I De Laurentiis hanno tradito città e tifoseria
La domanda non e’ solo come salvarsi dalla retrocessione in serie C, ma come liberarsi di questa proprietà che continua a dimostrare di non avere alcun interesse verso la tifoseria e la città. Salvarsi e ripartire con un nuovo campionato di Serie B all’insegna di quello attuale, a cosa servirebbe? Ecco perché nell’immediato c’è l’esigenza di salvare la categoria, ma nei progetti a medio termine quello di liberarsi una volta per tutte della Filmauro che ha tradito tutte le promesse fatte ad agosto del 2018 quando, ricordiamolo, ebbe la fortuna di ottenere gratuitamente il titolo sportivo del Bari in Serie D, di una città che vanta la settima tifoseria d’Italia.
Nessuno costrinse i De Laurentiis a fare quella scelta, non ci furono imposizione e quindi non si può che parlare di alto tradimento se si pensa che il progetto era quello di portare il Bari in Serie A nel giro di pochi anni.
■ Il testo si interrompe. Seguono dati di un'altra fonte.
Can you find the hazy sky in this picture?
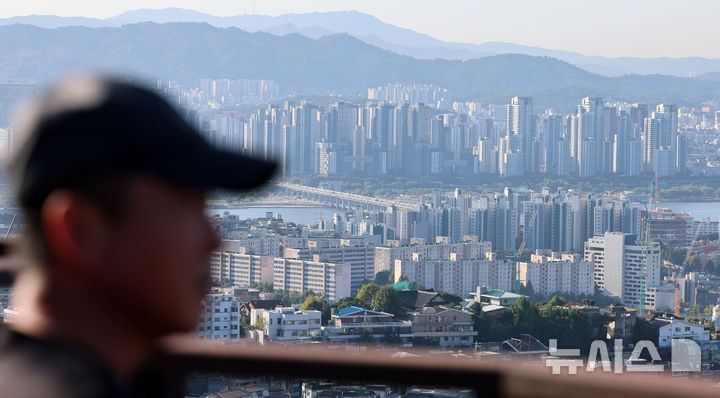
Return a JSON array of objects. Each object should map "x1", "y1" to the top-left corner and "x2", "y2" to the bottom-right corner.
[{"x1": 5, "y1": 0, "x2": 720, "y2": 58}]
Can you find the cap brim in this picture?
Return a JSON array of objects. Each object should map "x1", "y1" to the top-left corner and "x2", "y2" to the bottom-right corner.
[{"x1": 176, "y1": 148, "x2": 277, "y2": 191}]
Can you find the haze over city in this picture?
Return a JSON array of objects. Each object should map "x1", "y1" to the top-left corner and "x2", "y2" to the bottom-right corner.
[
  {"x1": 0, "y1": 0, "x2": 720, "y2": 58},
  {"x1": 0, "y1": 0, "x2": 720, "y2": 398}
]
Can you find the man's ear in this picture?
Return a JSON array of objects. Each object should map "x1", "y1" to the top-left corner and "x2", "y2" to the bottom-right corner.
[{"x1": 40, "y1": 190, "x2": 103, "y2": 273}]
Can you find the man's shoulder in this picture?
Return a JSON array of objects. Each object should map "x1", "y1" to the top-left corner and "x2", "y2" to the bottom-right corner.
[{"x1": 0, "y1": 330, "x2": 125, "y2": 397}]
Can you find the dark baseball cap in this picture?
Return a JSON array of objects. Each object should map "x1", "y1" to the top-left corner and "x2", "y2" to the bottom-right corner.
[{"x1": 9, "y1": 75, "x2": 276, "y2": 206}]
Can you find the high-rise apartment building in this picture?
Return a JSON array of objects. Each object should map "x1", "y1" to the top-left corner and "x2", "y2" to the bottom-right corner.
[
  {"x1": 517, "y1": 251, "x2": 595, "y2": 297},
  {"x1": 273, "y1": 258, "x2": 352, "y2": 301},
  {"x1": 394, "y1": 255, "x2": 512, "y2": 297},
  {"x1": 0, "y1": 79, "x2": 36, "y2": 129},
  {"x1": 585, "y1": 232, "x2": 660, "y2": 307}
]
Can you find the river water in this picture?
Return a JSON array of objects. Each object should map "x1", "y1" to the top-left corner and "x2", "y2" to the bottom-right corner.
[{"x1": 659, "y1": 202, "x2": 720, "y2": 221}]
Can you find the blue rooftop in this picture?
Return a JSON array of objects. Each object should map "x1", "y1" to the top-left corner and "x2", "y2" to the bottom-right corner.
[{"x1": 338, "y1": 306, "x2": 365, "y2": 316}]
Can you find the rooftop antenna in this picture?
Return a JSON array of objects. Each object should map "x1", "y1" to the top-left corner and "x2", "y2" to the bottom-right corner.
[{"x1": 5, "y1": 215, "x2": 17, "y2": 240}]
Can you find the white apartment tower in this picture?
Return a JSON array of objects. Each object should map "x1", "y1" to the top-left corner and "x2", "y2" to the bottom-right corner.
[{"x1": 585, "y1": 232, "x2": 660, "y2": 308}]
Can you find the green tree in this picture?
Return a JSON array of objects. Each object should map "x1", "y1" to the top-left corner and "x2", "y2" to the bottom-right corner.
[
  {"x1": 358, "y1": 329, "x2": 375, "y2": 344},
  {"x1": 375, "y1": 271, "x2": 393, "y2": 286},
  {"x1": 255, "y1": 316, "x2": 265, "y2": 331},
  {"x1": 300, "y1": 296, "x2": 322, "y2": 311},
  {"x1": 373, "y1": 286, "x2": 405, "y2": 317},
  {"x1": 300, "y1": 295, "x2": 332, "y2": 325},
  {"x1": 547, "y1": 295, "x2": 567, "y2": 307},
  {"x1": 510, "y1": 297, "x2": 540, "y2": 334},
  {"x1": 357, "y1": 283, "x2": 382, "y2": 305},
  {"x1": 333, "y1": 297, "x2": 365, "y2": 310},
  {"x1": 383, "y1": 327, "x2": 400, "y2": 344},
  {"x1": 633, "y1": 318, "x2": 658, "y2": 344}
]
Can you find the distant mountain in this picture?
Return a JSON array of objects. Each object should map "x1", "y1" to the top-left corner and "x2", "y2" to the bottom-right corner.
[
  {"x1": 0, "y1": 8, "x2": 720, "y2": 77},
  {"x1": 697, "y1": 72, "x2": 720, "y2": 82},
  {"x1": 0, "y1": 23, "x2": 720, "y2": 111},
  {"x1": 0, "y1": 15, "x2": 110, "y2": 28}
]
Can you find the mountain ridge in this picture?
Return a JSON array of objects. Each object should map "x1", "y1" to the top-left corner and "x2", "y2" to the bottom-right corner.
[
  {"x1": 0, "y1": 8, "x2": 720, "y2": 77},
  {"x1": 0, "y1": 22, "x2": 720, "y2": 111}
]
Che le vicende della squadra non interessino alla ex famiglia del cinema lo dimostra anche la circostanza che nessuno senta la necessità in questo momento in cui c’è sconforto, rabbia, contestazione, di metterci la faccia e di affrontare una conferenza stampa o una intervista seria.
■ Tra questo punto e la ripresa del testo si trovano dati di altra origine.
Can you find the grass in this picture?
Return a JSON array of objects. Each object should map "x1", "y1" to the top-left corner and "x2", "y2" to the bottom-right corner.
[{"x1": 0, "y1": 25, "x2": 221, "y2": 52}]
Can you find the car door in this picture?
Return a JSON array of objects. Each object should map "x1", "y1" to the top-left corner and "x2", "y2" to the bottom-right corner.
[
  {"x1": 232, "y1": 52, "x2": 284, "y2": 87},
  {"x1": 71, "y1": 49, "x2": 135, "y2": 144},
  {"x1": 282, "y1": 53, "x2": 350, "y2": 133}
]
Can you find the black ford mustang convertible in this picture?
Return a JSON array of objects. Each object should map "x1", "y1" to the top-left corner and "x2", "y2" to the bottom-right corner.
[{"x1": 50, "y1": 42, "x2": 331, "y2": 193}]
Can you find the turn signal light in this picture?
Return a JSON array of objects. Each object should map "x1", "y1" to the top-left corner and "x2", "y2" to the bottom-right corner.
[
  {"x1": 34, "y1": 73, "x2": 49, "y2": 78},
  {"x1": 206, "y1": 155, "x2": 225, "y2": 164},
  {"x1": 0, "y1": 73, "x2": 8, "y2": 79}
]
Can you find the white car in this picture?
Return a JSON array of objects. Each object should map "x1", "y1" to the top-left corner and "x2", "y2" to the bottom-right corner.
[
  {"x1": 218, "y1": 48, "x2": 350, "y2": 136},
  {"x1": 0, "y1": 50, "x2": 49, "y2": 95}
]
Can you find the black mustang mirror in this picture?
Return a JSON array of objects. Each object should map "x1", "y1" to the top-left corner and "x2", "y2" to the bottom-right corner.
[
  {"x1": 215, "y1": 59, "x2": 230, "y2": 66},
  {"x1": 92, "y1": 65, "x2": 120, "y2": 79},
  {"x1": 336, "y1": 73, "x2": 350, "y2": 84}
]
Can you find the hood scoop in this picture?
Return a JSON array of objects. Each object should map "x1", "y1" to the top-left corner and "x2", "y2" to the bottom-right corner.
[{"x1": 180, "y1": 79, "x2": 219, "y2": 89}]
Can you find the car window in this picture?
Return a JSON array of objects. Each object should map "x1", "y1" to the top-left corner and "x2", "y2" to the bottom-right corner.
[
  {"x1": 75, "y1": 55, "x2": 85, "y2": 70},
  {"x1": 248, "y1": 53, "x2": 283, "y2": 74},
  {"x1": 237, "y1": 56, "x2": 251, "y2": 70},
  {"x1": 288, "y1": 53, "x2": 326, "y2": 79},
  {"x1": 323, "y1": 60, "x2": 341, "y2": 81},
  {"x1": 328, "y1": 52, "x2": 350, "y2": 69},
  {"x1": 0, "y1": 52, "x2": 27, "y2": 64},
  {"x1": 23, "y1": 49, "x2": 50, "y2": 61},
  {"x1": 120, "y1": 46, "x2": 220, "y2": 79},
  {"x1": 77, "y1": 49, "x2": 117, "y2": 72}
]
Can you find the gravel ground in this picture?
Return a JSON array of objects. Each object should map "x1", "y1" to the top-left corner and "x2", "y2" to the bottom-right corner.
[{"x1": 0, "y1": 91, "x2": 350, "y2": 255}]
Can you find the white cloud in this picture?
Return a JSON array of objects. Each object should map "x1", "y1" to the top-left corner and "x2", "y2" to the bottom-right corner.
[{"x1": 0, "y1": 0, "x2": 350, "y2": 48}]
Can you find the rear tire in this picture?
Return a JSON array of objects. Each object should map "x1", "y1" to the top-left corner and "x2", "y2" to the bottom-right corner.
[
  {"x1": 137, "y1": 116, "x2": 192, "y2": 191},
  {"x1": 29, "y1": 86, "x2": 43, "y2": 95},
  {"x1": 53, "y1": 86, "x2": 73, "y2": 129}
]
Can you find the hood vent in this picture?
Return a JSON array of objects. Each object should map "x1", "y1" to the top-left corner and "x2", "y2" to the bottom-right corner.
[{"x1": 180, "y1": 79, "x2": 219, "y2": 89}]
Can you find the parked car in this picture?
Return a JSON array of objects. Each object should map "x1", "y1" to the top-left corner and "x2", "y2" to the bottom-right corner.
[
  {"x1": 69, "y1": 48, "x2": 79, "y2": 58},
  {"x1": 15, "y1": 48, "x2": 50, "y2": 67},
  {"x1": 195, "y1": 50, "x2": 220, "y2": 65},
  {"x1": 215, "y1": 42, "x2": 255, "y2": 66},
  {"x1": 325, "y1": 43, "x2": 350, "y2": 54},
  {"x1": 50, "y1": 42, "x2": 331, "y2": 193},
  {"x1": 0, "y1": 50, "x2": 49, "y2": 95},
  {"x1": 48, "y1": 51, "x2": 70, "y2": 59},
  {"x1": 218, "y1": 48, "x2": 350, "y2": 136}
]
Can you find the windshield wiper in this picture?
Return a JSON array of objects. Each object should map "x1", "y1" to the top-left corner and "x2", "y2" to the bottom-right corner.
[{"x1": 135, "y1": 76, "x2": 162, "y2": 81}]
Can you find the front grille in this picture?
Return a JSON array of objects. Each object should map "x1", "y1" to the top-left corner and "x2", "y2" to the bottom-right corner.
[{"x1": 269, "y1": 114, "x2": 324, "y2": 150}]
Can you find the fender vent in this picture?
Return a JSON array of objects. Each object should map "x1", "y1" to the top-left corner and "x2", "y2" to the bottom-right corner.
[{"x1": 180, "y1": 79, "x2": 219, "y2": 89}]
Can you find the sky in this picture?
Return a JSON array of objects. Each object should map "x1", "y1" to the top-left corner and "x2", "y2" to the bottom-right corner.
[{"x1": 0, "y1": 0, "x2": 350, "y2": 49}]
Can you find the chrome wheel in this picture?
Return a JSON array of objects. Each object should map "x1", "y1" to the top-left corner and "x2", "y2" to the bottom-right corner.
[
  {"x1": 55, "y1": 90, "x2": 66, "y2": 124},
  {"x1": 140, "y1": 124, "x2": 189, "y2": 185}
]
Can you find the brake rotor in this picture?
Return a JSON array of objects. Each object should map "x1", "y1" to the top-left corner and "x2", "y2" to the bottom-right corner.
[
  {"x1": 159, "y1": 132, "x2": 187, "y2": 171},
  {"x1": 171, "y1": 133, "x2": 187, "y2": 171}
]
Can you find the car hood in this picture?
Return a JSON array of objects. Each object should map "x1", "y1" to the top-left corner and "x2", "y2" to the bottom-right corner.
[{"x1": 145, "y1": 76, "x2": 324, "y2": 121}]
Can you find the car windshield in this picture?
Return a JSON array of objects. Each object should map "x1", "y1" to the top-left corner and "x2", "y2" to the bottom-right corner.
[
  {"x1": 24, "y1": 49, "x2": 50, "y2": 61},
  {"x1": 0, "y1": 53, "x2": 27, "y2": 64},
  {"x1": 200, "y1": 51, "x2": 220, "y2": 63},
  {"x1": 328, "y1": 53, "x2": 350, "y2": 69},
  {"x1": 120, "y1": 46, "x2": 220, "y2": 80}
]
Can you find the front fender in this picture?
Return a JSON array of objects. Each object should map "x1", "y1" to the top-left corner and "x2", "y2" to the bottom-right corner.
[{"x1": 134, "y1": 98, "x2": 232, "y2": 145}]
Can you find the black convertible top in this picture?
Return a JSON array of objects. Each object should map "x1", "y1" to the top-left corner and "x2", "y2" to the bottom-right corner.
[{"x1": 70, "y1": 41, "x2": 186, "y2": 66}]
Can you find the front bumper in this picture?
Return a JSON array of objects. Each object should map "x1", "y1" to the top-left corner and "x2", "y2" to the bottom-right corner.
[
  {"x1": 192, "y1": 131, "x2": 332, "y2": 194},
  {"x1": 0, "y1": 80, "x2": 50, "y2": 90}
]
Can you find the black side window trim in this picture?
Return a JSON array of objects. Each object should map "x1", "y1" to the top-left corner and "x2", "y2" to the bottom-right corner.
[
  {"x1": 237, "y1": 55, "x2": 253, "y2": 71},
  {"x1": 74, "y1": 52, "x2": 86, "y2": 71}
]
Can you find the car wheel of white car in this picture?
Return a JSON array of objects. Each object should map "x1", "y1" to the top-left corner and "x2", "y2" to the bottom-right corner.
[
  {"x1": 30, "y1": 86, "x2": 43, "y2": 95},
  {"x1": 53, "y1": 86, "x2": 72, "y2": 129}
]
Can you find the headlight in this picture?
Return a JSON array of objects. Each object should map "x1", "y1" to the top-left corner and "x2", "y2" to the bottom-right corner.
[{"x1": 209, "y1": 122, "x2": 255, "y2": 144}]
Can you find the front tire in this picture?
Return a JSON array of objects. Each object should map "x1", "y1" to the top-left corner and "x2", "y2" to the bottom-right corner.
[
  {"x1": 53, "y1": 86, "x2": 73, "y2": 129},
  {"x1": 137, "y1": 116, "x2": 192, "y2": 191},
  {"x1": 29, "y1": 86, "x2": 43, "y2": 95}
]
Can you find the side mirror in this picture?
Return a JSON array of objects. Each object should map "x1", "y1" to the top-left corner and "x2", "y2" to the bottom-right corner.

Se non altro per far capire come stanno veramente le cose. Perché nessuno crede che ci sia una vera e propria trattativa per la cessione del club e nessuno immagina la famiglia De Laurentiis come una famiglia di masochisti o filantropi che perderebbe ogni anno qualche milione nella gestione del club. Intanto la squadra deve rimboccarsi le maniche e dare tutto sul piano dell’impegno per tentare una salvezza che al momento appare difficilissima anche per il calendario che, giusto per fare un esempio, nelle prossime due partite prevede le trasferte a Padova e a Genova con la Sampdoria. Senza contare che il Bari dovrà affrontare in trasferta Monza e Frosinone impegnate nella lotta per la promozione diretta.